Is there a representation of a directed line in 3D such that for any 2 lines, they are collinear if and only if the parameters of their representations are the same?
In addition, I would also need to know how to derive such a representation from 2 vertices on the line.
I have done some searching on this site, and I found an answer for a different question explaining that directed lines in 3D have 4 degrees of freedom: 2 for the direction of the line, and 2 for the point intersecting the line on the origin-intersecting plane said direction vector is a normal of. For simplicity I could represent the plane with 6 degrees, 3 for the unit direction vector of the line, and 3 for the intersection point of the line on the aforementioned plane. My problem is in deriving these from 2 vertices in the line.
This is for a computational geometry algorithm that needs to test collinearity of directed line segments in a set against others in the set. Given a representation with this property, I could potentially derive a hash function for it such that 2 lines with similar hashes are likely to be nearly collinear. This would allow my algorithm to be linear in the best case.

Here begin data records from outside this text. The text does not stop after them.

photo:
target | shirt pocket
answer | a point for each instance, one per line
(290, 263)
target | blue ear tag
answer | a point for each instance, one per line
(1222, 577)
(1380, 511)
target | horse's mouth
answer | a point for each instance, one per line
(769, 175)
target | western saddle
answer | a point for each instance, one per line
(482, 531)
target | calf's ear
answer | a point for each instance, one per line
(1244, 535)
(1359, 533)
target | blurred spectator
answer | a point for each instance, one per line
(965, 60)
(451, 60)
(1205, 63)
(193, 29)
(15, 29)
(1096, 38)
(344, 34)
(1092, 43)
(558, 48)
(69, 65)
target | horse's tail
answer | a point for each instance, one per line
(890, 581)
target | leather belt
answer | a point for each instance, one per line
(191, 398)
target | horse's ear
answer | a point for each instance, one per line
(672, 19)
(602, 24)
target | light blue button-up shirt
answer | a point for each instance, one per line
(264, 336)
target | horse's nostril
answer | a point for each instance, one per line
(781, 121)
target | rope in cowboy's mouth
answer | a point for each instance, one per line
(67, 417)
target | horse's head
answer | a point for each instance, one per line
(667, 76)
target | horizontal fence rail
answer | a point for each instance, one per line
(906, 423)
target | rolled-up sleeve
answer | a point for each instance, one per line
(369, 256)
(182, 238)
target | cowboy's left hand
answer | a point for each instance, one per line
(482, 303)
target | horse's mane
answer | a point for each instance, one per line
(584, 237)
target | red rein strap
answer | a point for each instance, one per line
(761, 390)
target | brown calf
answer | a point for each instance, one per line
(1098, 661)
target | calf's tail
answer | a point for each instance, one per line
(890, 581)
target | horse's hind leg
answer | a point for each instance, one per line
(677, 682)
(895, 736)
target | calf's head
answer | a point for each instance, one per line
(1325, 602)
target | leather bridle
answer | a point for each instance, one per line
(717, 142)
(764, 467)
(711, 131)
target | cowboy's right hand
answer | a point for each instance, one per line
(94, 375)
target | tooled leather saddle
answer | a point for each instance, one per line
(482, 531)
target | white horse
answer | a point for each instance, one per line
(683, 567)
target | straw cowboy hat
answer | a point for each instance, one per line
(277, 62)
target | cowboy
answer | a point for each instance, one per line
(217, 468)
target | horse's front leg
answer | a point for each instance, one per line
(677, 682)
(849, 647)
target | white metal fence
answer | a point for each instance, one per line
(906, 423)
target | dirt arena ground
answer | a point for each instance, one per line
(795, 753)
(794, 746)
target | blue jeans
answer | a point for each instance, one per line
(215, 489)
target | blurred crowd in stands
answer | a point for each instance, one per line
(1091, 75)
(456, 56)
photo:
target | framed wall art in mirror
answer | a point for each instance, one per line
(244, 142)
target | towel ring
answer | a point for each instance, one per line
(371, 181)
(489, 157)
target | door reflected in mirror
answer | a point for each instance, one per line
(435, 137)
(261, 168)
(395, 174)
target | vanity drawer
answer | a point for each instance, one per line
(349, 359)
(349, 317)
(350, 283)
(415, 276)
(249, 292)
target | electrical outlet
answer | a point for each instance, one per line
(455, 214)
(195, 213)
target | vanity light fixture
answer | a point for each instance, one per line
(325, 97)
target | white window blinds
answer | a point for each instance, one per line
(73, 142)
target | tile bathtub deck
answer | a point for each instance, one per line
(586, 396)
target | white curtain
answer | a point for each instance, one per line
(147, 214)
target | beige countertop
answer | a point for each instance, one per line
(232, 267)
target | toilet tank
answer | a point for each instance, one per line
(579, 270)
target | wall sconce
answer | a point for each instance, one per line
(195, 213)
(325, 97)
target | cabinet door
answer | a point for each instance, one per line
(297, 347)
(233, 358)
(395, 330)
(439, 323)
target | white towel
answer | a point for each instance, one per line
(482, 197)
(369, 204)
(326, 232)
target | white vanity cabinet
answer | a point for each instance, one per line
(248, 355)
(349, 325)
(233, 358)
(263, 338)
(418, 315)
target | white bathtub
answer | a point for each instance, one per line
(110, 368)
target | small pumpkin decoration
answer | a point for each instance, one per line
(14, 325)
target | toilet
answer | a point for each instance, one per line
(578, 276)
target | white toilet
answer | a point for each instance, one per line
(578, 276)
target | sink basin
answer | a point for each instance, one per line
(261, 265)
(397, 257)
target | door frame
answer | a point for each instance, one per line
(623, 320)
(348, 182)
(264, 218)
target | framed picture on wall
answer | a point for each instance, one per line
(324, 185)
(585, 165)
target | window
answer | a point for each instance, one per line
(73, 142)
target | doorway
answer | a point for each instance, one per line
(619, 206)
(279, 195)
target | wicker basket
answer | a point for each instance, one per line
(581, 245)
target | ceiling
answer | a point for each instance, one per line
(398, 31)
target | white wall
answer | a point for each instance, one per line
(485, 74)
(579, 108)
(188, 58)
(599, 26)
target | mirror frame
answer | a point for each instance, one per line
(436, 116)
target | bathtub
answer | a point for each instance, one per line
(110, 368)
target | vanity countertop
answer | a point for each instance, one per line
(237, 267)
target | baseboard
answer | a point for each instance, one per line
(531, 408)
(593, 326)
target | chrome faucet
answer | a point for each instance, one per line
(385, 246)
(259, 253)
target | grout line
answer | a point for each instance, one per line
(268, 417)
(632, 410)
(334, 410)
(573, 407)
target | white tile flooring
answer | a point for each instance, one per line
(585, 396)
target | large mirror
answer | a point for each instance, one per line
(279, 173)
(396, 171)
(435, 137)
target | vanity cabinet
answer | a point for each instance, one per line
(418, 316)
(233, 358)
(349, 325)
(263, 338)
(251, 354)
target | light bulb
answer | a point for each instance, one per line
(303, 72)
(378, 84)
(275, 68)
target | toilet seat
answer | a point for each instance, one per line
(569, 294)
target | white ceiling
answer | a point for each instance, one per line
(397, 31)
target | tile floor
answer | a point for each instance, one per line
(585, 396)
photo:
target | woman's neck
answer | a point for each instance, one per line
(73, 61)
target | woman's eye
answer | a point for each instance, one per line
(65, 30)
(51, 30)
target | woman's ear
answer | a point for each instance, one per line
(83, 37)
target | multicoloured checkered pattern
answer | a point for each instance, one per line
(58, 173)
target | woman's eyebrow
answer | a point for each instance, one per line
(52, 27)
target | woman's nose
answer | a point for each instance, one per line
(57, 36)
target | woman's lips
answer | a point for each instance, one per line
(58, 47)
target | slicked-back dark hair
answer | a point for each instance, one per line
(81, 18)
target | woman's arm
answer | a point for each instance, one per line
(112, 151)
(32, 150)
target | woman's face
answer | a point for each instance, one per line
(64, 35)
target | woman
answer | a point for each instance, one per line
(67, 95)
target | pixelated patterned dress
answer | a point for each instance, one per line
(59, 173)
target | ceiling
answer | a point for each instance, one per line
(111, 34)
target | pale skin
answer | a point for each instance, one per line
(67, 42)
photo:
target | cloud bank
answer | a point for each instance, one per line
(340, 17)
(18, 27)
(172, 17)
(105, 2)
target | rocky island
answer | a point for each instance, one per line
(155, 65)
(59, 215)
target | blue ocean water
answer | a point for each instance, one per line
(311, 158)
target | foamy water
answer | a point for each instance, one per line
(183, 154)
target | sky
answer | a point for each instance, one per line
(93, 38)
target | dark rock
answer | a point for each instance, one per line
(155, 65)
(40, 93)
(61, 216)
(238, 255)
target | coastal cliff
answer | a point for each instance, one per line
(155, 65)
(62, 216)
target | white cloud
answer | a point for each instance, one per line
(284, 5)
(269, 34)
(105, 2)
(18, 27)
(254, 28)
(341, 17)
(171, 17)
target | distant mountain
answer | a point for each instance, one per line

Are you sure that you don’t know how to compute a unit direction vector $\mathbf n$ from the coordinates $P$ and $Q$ of two points? Once you have that, the equation of the plane is just $\mathbf n\cdot\mathbf x=0$ and you can find many questions and answers here and elsewhere on the Web about how to compute the intersection of a line and plane. Many of them involve solving equations, but this intersection can be computed directly: A convenient way is to observe that since the plane goes through the origin, it is the orthogonal rejection of either $P$ or $Q$ from $\mathbf n$, i.e., $P-(\mathbf n\cdot P)\mathbf n$ or $Q-(\mathbf n\cdot Q)\mathbf n$.
You can also use the Plücker matrix representation of a line in order to compute this point directly: if the homogeneous coordinate vectors of the two points are $\mathbf p$ and $\mathbf q$, then the intersection of the line through these points and the plane $\mathbf\pi$ is $$(\mathbf p\mathbf q^T-\mathbf q\mathbf p^T)\mathbf\pi = (\mathbf\pi^T\mathbf q)\mathbf p - (\mathbf\pi^T\mathbf p)\mathbf q.$$ In your case, $\mathbf\pi = (\mathbf n;0)^T$, so the above formula translates into inhomogeneous Cartesian coordinates as $${(\mathbf n\cdot Q)P-(\mathbf n\cdot P)Q \over \mathbf n\cdot Q-\mathbf n\cdot P}.$$ Assuming that the line goes in the direction of $Q$ from $P$, this simplifies to $${(\mathbf n\cdot Q)P-(\mathbf n\cdot P)Q \over \lVert P-Q\rVert}.$$ You’ve already computed this denominator when you found the unit vector $\mathbf n$. This can be further expanded in terms of $Q-P$ instead of $\mathbf n$, but since you need $\mathbf n$ anyway, the orthogonal rejection described earlier is less expensive to compute.